You teach workshops all over Italy, what do you think is special about the food and wine from the Emilia Romagna region.
It’s undeniable that Emilia Romagna is the gastronomic heart of Italy, so for people who loves Italian cuisine and traditions as much as we do, exploring this region is a must. It’s the home of some of the best icons of Italian food — Parmesan cheese, prosciutto, culatello, balsamic vinegar, tortellini. There is so much to love!
It’s also the home state of many important food figures in Italy, which I think is no coincidence. Pellegrino Artusi, the “great-grandfather” of Italian cuisine and the author of Italy’s most famous cookbook, Science in the Kitchen and the Art of Eating Well, Marcella Hazan, the doyenne of Italian cuisine and Massimo Bottura, Italy’s most famous contemporary chef — to name a few — are all from here.
What are you most excited to teach or share on your trip to the Emilia Romagna?

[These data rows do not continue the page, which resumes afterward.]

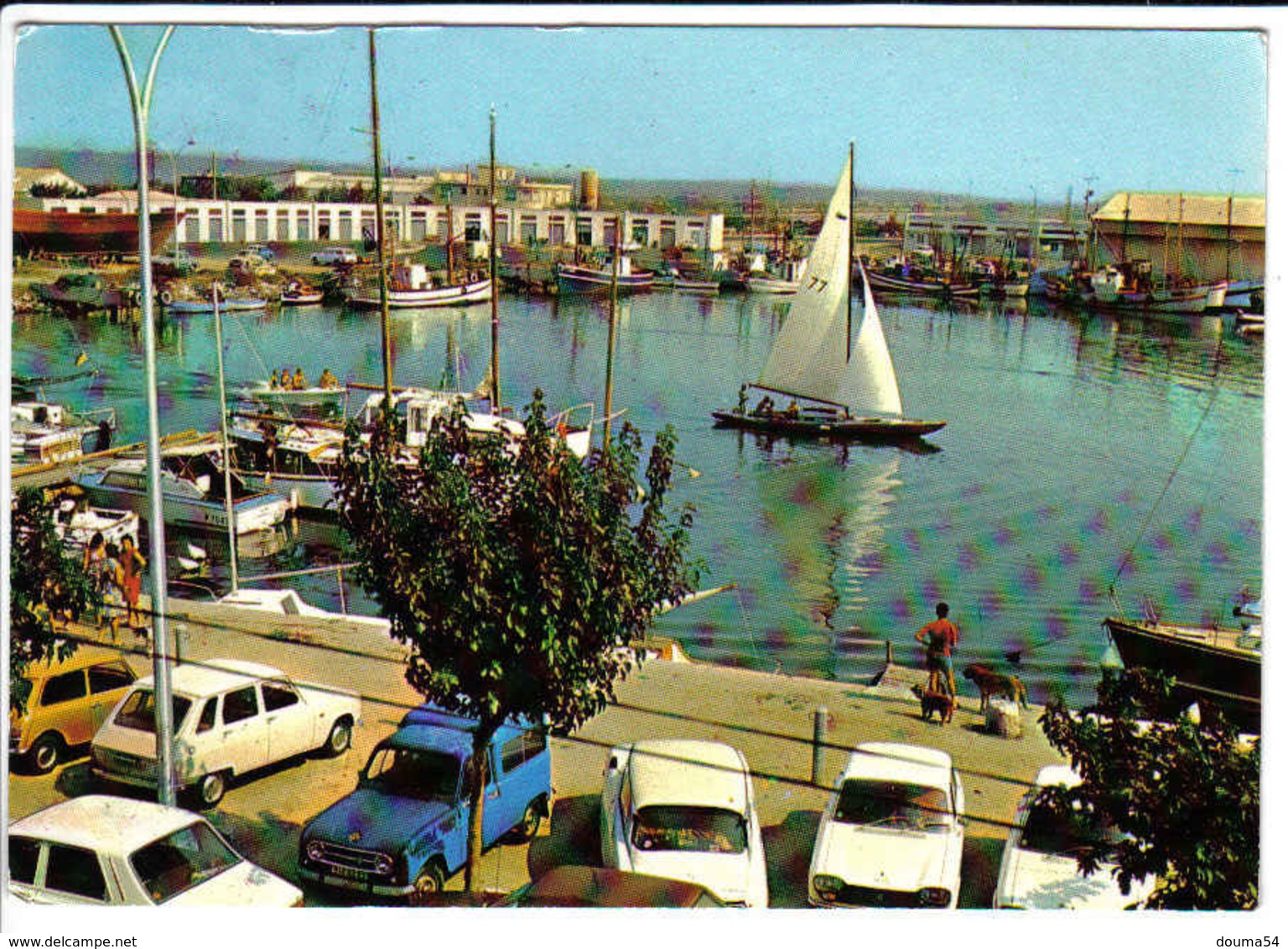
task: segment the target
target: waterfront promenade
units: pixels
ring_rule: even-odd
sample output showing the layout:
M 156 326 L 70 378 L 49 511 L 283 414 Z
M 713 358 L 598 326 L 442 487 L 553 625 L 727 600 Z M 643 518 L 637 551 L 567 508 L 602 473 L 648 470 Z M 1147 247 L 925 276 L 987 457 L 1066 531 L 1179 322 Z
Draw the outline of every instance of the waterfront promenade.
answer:
M 256 863 L 295 879 L 300 828 L 349 793 L 372 746 L 420 697 L 403 679 L 403 649 L 379 631 L 345 621 L 317 621 L 170 600 L 170 630 L 182 661 L 254 659 L 291 676 L 354 689 L 363 721 L 353 749 L 335 760 L 305 758 L 234 784 L 213 820 Z M 102 641 L 85 627 L 75 635 Z M 131 664 L 147 675 L 143 644 L 125 639 Z M 894 676 L 899 679 L 900 676 Z M 969 684 L 962 682 L 962 686 Z M 860 742 L 907 742 L 949 752 L 966 791 L 962 908 L 987 908 L 997 878 L 1006 824 L 1038 767 L 1059 760 L 1024 711 L 1024 735 L 984 731 L 978 697 L 962 688 L 961 708 L 942 726 L 923 722 L 905 685 L 855 685 L 706 663 L 653 658 L 617 689 L 617 702 L 581 729 L 553 740 L 554 806 L 531 845 L 484 854 L 480 879 L 509 891 L 564 863 L 599 863 L 599 793 L 608 749 L 644 738 L 706 738 L 739 748 L 755 774 L 756 809 L 769 861 L 770 905 L 805 904 L 814 834 L 831 783 Z M 822 780 L 811 782 L 814 712 L 828 709 Z M 88 791 L 85 758 L 40 778 L 10 774 L 9 819 Z M 460 874 L 448 890 L 462 886 Z M 309 903 L 352 903 L 344 894 L 309 891 Z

I’m particularly excited about showing people some lesser known parts of Italy and lesser known foods, even — culatello for example. Here in Italy it is known as the “king of salumi” and is a precious Slow Food presidium but I think outside of Italy most people have never heard of it.
I love that this product is so strictly tied to the place where it was created, a place so close to the river Po and its swampy lands that it’s constantly surrounded by thick fog. This fog, that could have been a hinderance for curing and air drying meat, became such an important part of the process of making culatello that it is basically an ingredient.

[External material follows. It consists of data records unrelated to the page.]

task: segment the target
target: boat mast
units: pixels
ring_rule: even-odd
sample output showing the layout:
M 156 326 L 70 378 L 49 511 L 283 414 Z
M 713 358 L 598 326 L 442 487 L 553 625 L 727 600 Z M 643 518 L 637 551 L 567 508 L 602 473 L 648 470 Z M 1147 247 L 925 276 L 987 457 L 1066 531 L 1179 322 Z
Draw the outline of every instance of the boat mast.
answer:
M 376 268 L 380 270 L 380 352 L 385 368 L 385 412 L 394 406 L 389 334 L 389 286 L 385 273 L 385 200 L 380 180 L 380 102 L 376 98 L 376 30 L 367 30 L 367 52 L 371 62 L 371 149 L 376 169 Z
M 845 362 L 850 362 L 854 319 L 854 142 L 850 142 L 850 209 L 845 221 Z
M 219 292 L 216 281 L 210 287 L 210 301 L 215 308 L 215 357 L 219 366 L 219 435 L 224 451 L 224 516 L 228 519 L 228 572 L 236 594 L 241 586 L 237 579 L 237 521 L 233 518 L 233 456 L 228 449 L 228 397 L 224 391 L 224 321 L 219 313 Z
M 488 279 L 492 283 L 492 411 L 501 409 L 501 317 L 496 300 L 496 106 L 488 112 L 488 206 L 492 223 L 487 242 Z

Only 23 producers exist and only 8 that qualify for Slow Food. We will visit an incredible underground labyrinth of culatello in a centuries old farm run by one of the most talented chefs in Italy — it’s so special.
Are there any common mistakes you think people make when they visit Italy? Or things you think, oh, you're missing the best parts of Italy if you don't....
I think the most common mistake I see is when they tend to try to pack too much in and cover too much ground in a short amount of time — I get it, as an Australian we tend to think, oh a 2 hour drive away, that’s easy, but in Italy, visiting towns that are 2 hours apart is like visiting 2 totally different countries! Here, even the town 15 minutes away is a whole different place, with a unique personality and a unique dish that you can only get there. I think there is so much to get out of a slower way of traveling and spending more time in one area, getting to know one region, rather than trying to see the whole country in a handful of days.